Sofía Betancourt: I completely agree. There is so much to learn from coalition building in a wide variety of organizing movements and direct action groups. And the things that we have learned, especially in faith-based organizing, is that we seek for places of commonality. We seek for shared values. We don't actually have to have exactly shared theologies to show up from the place of our values and our daily sense of living to do the work.
And I think also that there is an unfair stereotype, actually, about conservative Christian movements and the environment that have actually been--
I'm sorry. You're now hearing the tornado warning. It's noon in California on the first Wednesday of the month. Apologies for the noise. But when we look at the history of, say, the Endangered Species Act, you're going to see a conservative religious community showing up to protect because creation care is a theological value. And so I think we really have to prioritize this understanding that the way we've siloed in our religious communities actually is not particularly godly nor sacred and that there are ways to build relationships in human community for a greater good and that we prioritize those spaces.
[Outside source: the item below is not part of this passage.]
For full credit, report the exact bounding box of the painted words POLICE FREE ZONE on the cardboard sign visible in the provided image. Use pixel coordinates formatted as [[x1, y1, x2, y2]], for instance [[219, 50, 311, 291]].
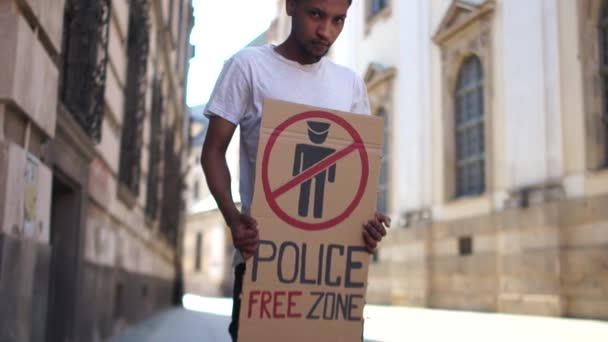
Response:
[[247, 240, 369, 321]]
We can leave some theological debate to the classroom, and to writing, and even to beautiful religious conversations. But actually, when there is urgency in the work, when we're promoting the work of justice, we look for places of overlap. Not erasure. I don't mean making everybody the same. But yes, unexpected coalition is one of the most impactful forward movement kind of investments that we can make. When we show up together, it is actually very difficult to tell us that the community and the country doesn't care about these issues.
Dan McKanan: And Rosalyn, you can have a final word.
Rosalyn LaPier: I guess my only final word-- and it's not connected to our last question there-- is just that we need to really-- and we've mentioned this a few times already-- really rethink that mythology that we have in American society about the idea of wilderness and about the idea of nature as being out there when it can be right here. And I think that unfortunately, that myth has done more damage over the years, I think, than has benefited us as a society. So thank you.
Dan McKanan: Thank you all so much. That's a great ending because through the magic of Zoom, all of us are right here in 200-plus different places. So I invite you to take what you've heard today and let it take deep root in the places where you find yourselves, all of which are sacred. Thank you.